I have a unit in a 27 unit building.  The previous board of the condo association obtained a line of credit / loan for $250K.  Each unit has to pay an additonal amount each month to cover the loan payments.  Unfortunately, about half of the building has stopped paying their maintenance, special assesments and loan.  What happens with this condo association loan if they do not pay?  How can I protect myself since I have made all the payments for my unit?  Can the condo association file for bankruptcy?

First of all, consult with an attorney that is practiced in community association law and also has an active debt collection division.   This combination of skills will likely yield the best level of advise.    

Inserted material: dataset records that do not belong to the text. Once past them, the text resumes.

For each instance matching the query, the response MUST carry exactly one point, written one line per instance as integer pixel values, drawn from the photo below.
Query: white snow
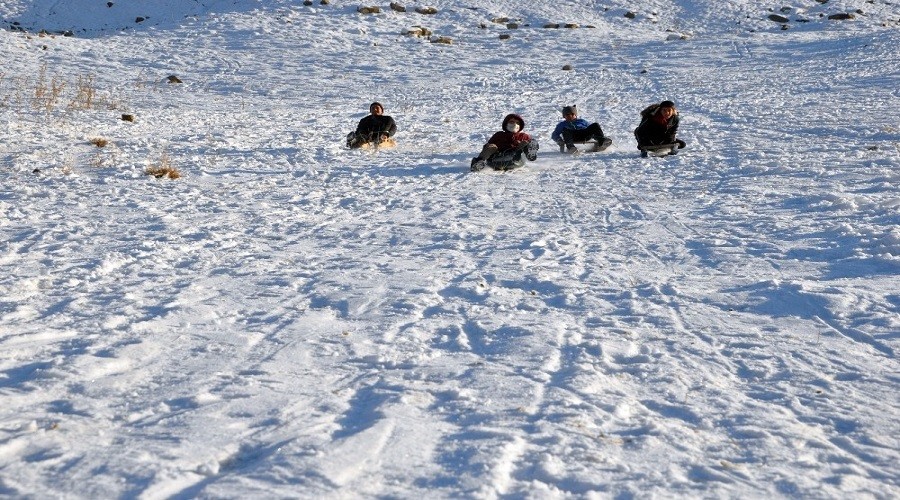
(290, 318)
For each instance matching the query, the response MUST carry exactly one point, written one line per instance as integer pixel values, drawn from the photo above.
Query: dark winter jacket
(376, 124)
(509, 140)
(654, 129)
(576, 124)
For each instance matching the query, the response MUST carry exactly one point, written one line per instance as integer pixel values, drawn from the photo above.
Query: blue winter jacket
(576, 124)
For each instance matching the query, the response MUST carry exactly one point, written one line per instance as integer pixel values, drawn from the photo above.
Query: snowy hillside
(292, 319)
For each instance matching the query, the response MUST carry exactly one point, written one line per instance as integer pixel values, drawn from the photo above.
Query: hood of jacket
(513, 116)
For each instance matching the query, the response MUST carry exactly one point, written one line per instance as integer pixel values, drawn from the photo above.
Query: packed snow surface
(290, 318)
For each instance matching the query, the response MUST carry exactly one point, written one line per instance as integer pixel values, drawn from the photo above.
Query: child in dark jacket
(659, 124)
(510, 138)
(375, 128)
(574, 129)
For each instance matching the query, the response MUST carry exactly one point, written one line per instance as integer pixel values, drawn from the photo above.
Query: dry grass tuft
(164, 168)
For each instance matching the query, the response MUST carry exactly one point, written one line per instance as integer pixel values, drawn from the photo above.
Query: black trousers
(584, 134)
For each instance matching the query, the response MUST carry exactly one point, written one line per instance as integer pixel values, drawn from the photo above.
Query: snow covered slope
(289, 318)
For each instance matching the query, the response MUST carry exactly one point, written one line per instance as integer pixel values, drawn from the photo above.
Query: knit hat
(513, 116)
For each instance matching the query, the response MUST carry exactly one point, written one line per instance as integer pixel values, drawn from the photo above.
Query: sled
(658, 149)
(507, 160)
(594, 145)
(385, 144)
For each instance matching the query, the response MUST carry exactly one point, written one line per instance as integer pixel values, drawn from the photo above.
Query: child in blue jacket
(573, 129)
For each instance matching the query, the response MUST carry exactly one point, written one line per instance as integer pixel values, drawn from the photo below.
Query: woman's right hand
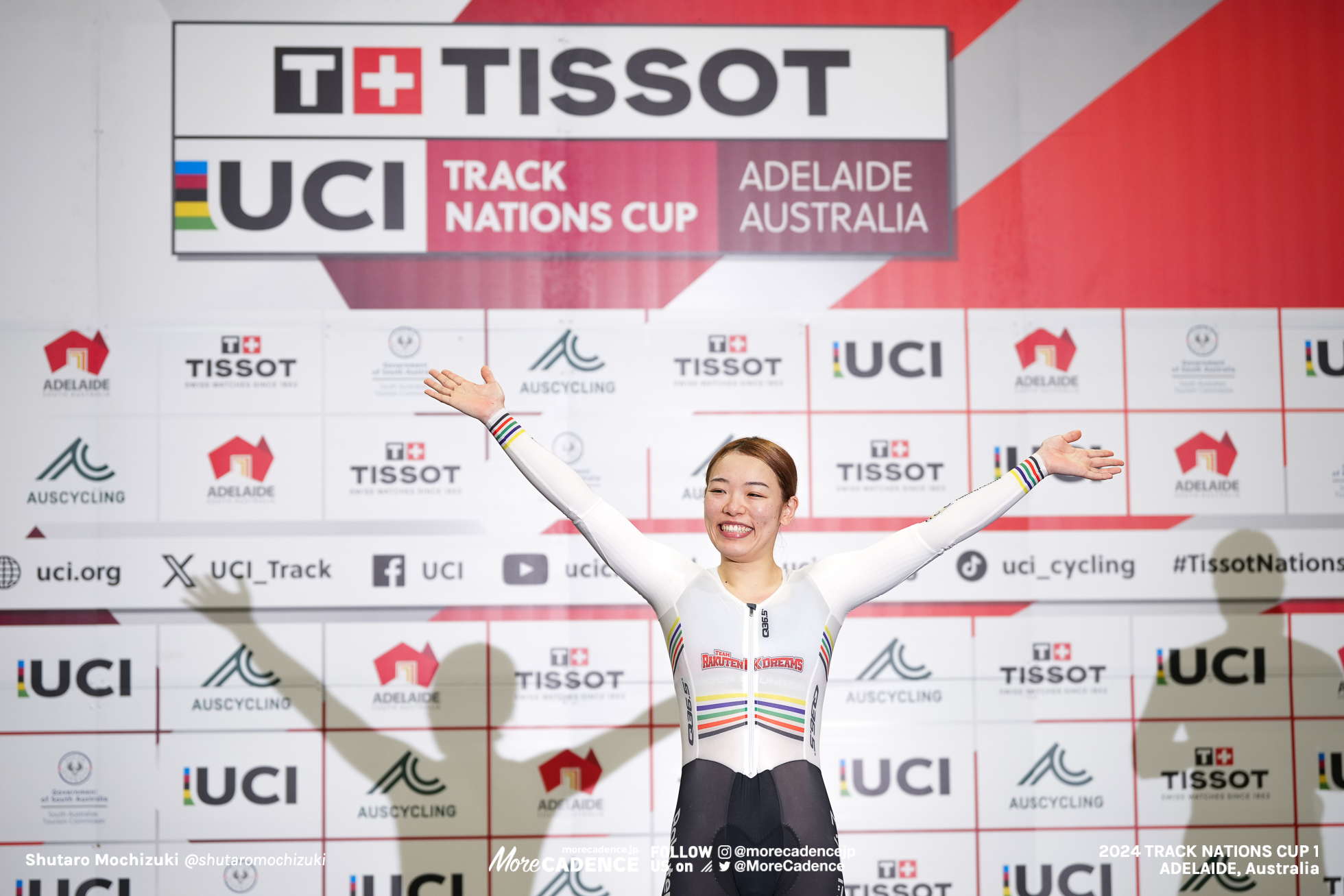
(481, 400)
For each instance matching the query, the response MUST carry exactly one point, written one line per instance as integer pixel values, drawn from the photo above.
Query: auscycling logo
(894, 657)
(75, 457)
(239, 664)
(568, 348)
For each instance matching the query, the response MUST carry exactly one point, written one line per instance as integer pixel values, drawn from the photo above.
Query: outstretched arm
(656, 571)
(854, 578)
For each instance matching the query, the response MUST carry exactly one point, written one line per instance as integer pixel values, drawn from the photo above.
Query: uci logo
(249, 786)
(1171, 666)
(1069, 882)
(92, 684)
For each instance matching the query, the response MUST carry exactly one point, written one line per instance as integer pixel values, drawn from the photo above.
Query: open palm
(475, 399)
(1092, 464)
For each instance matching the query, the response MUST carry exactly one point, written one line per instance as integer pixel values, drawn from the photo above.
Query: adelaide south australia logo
(411, 673)
(245, 463)
(1044, 362)
(80, 361)
(1208, 466)
(75, 460)
(574, 775)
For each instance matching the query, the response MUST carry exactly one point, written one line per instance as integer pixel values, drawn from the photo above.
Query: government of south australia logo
(239, 663)
(566, 347)
(894, 657)
(1053, 763)
(407, 770)
(75, 457)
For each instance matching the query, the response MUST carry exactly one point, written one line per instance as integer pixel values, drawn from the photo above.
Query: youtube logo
(525, 568)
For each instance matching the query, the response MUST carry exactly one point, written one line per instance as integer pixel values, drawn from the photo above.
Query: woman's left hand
(1092, 464)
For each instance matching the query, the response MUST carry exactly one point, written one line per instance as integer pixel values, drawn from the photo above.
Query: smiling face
(743, 508)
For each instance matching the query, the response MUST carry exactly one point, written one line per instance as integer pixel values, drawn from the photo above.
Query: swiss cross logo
(387, 81)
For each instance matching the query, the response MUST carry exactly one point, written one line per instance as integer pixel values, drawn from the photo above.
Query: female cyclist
(750, 644)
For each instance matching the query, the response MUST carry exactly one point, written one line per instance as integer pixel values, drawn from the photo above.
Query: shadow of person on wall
(375, 755)
(1198, 761)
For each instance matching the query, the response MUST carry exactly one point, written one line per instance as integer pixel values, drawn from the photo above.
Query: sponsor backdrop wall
(265, 599)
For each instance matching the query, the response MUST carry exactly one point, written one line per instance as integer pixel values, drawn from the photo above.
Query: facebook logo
(389, 570)
(308, 80)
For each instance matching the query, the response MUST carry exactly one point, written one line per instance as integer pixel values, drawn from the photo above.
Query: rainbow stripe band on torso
(505, 431)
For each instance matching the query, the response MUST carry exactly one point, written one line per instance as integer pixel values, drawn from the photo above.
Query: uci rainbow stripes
(781, 715)
(505, 431)
(1029, 474)
(675, 644)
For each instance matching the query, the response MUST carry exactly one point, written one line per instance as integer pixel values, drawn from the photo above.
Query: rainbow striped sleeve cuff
(505, 429)
(1029, 473)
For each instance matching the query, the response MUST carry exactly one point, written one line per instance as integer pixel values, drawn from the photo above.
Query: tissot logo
(405, 465)
(260, 786)
(566, 348)
(387, 81)
(1061, 669)
(911, 778)
(78, 351)
(242, 371)
(389, 570)
(711, 365)
(910, 472)
(578, 679)
(569, 656)
(568, 768)
(893, 657)
(308, 80)
(909, 359)
(1053, 763)
(1323, 359)
(239, 663)
(95, 679)
(406, 770)
(405, 665)
(1069, 882)
(1227, 666)
(1219, 779)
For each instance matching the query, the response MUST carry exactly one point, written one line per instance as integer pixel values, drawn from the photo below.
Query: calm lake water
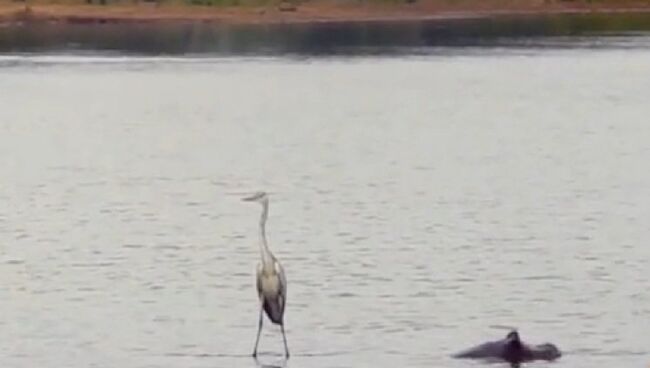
(418, 202)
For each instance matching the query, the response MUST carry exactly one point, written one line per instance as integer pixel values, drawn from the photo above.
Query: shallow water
(417, 204)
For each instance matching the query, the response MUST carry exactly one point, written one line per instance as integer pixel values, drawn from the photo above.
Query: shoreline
(317, 12)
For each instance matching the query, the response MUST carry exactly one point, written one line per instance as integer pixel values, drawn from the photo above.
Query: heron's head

Such matters are complex.   In general, the borrower of the obligation is the condo association.  The unit owner does not have a direct connection to the condo association loan in question.  

Depending on state regulations, the lender may be able to act directly against the unit owner on the condo association's defaulted obligation.   However, if the unit owner is not paying the association, the unit owner would not be protected from the lender getting a court judgment to step into the collection shoes of the association.  

So the unit owner may or may not be protected from the lender of the defaulted condo association loan.   The real problem for the unit owner is that the recovery of the defaulted debt may become an unfair burden on the unit owner so that the lender can be made whole.   If 1/2 of the unit owners are in default,  the special assessment that has been applied to those units will likely be lost in foreclosure.   The special assessment will likely be lost because these days there is not likely to be sufficient equity in the unit for the association to recover on their lien.   The defaulting unit owner is further likely to have filed bankruptcy.     

Some how, the association is going to have to come up with sufficient income to support their operating expenses and the loan payments.    A bank that has foreclosed on a unit is responsible for paying condo association dues.  The real catch 22 is when the unit owner is current on their mortgage (no foreclosure) but refuses to pay association dues.  For lack of equity in the unit, the condo association might not find it plausible to  act on their lien rights and foreclose the unit owner.  But, the lender that has a loan with the association directly might be suing to recover their debt.    This would put the remaining 50% of the unit owners in the situation of satisfying the lender in some way.     

There are dozens of different scenarios.  Most are not good these days.   Most states allow for a community association to file bankruptcy.